Introduction Cassandra and Event Store are both popular database technologies. While they share certain similarities, there are key differences that set them apart. This markdown code provides a clear comparison, highlighting the unique features and functionalities of each database.
1. Architecture and Data Model: Cassandra follows a distributed peer-to-peer architecture, with a masterless design and a flexible column-based data model. It is highly scalable and fault-tolerant, allowing for horizontal expansion. On the other hand, Event Store follows an event sourcing architecture, where data is stored as a series of events.
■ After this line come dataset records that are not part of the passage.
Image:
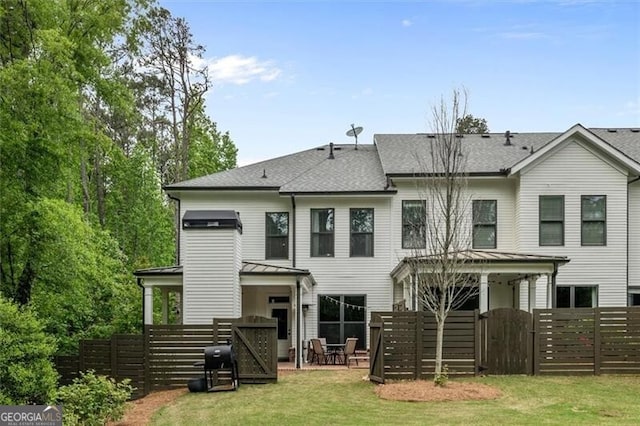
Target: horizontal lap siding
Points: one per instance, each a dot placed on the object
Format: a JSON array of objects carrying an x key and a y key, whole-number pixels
[
  {"x": 574, "y": 171},
  {"x": 342, "y": 274},
  {"x": 634, "y": 234},
  {"x": 211, "y": 283},
  {"x": 252, "y": 207}
]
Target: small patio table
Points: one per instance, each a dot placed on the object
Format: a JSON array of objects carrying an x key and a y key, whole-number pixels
[{"x": 334, "y": 350}]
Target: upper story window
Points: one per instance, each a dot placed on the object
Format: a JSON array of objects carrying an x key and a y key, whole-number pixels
[
  {"x": 577, "y": 296},
  {"x": 277, "y": 235},
  {"x": 594, "y": 220},
  {"x": 551, "y": 211},
  {"x": 414, "y": 227},
  {"x": 485, "y": 218},
  {"x": 361, "y": 232},
  {"x": 322, "y": 232}
]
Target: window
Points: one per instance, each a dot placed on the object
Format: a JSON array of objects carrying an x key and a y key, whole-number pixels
[
  {"x": 414, "y": 227},
  {"x": 342, "y": 316},
  {"x": 484, "y": 223},
  {"x": 321, "y": 232},
  {"x": 277, "y": 236},
  {"x": 361, "y": 232},
  {"x": 577, "y": 296},
  {"x": 594, "y": 220},
  {"x": 551, "y": 211}
]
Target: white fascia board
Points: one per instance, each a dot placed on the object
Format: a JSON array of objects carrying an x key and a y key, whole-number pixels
[{"x": 588, "y": 136}]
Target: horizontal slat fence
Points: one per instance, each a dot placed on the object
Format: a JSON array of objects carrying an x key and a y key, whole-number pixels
[
  {"x": 172, "y": 351},
  {"x": 409, "y": 344},
  {"x": 120, "y": 357},
  {"x": 587, "y": 341}
]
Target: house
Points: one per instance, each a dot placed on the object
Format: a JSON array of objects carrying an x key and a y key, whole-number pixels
[{"x": 320, "y": 238}]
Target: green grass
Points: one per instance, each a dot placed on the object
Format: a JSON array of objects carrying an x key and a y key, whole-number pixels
[{"x": 342, "y": 397}]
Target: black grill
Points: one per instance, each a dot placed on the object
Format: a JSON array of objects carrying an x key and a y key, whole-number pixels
[{"x": 220, "y": 365}]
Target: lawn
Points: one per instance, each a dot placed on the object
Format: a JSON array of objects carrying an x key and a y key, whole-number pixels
[{"x": 343, "y": 397}]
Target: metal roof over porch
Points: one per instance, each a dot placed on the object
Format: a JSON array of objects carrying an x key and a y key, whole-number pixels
[{"x": 486, "y": 261}]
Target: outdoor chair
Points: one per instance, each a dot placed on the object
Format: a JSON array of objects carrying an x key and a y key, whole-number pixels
[
  {"x": 350, "y": 350},
  {"x": 319, "y": 354}
]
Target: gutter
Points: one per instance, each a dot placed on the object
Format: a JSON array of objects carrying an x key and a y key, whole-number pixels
[{"x": 177, "y": 225}]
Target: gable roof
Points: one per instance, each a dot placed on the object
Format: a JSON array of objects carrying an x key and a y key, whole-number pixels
[
  {"x": 310, "y": 171},
  {"x": 593, "y": 139},
  {"x": 367, "y": 169}
]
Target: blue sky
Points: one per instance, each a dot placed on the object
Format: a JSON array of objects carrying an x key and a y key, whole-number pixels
[{"x": 292, "y": 75}]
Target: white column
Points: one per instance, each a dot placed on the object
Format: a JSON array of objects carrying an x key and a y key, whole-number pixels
[
  {"x": 148, "y": 305},
  {"x": 484, "y": 293},
  {"x": 532, "y": 292},
  {"x": 165, "y": 305}
]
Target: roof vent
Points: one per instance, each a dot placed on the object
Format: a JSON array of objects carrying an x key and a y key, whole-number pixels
[{"x": 507, "y": 137}]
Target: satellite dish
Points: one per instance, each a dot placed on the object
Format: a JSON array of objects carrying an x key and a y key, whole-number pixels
[{"x": 354, "y": 132}]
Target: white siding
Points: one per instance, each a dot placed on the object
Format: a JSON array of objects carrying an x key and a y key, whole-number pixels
[
  {"x": 342, "y": 274},
  {"x": 252, "y": 207},
  {"x": 499, "y": 189},
  {"x": 634, "y": 234},
  {"x": 574, "y": 171},
  {"x": 211, "y": 284}
]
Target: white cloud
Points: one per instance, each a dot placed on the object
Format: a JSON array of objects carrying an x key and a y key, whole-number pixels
[{"x": 239, "y": 69}]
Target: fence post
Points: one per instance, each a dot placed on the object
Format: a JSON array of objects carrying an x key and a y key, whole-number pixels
[
  {"x": 147, "y": 371},
  {"x": 113, "y": 345},
  {"x": 418, "y": 342},
  {"x": 476, "y": 324},
  {"x": 596, "y": 342},
  {"x": 536, "y": 342}
]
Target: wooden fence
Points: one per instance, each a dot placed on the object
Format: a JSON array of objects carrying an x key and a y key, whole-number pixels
[
  {"x": 559, "y": 341},
  {"x": 165, "y": 355},
  {"x": 404, "y": 344},
  {"x": 587, "y": 341},
  {"x": 120, "y": 357}
]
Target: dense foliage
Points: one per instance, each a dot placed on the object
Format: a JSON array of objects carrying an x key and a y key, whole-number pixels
[
  {"x": 90, "y": 128},
  {"x": 93, "y": 400},
  {"x": 26, "y": 373}
]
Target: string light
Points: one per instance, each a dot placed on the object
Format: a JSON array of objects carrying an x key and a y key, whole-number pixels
[{"x": 348, "y": 305}]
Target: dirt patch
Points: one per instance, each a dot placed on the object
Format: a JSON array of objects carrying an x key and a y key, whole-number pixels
[
  {"x": 422, "y": 390},
  {"x": 140, "y": 411}
]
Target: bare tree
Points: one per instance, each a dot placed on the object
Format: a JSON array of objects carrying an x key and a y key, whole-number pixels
[{"x": 442, "y": 282}]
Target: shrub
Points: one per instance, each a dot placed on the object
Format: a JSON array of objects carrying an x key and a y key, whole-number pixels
[
  {"x": 27, "y": 375},
  {"x": 94, "y": 400}
]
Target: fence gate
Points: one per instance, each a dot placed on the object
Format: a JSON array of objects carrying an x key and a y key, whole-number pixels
[
  {"x": 255, "y": 342},
  {"x": 507, "y": 342}
]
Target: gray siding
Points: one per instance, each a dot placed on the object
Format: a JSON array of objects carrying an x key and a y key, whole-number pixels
[{"x": 573, "y": 171}]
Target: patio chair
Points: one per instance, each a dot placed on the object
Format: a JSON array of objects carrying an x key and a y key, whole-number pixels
[
  {"x": 350, "y": 350},
  {"x": 319, "y": 354}
]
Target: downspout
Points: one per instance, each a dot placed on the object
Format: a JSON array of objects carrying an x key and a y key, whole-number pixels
[
  {"x": 628, "y": 240},
  {"x": 177, "y": 225},
  {"x": 139, "y": 282},
  {"x": 298, "y": 296},
  {"x": 553, "y": 284}
]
It is an append-only log of events, enabling easy auditability and temporal querying.
2. Event Marshalling and Indexing: In Cassandra, data is serialized into key-value pairs and stored in a sorted order using a hash-based index structure. This allows for fast read and write operations. In contrast, Event Store stores events in their raw form without any predefined schema. It uses event types, event IDs, and event streams for indexing and retrieval, supporting quick access to events based on time and stream.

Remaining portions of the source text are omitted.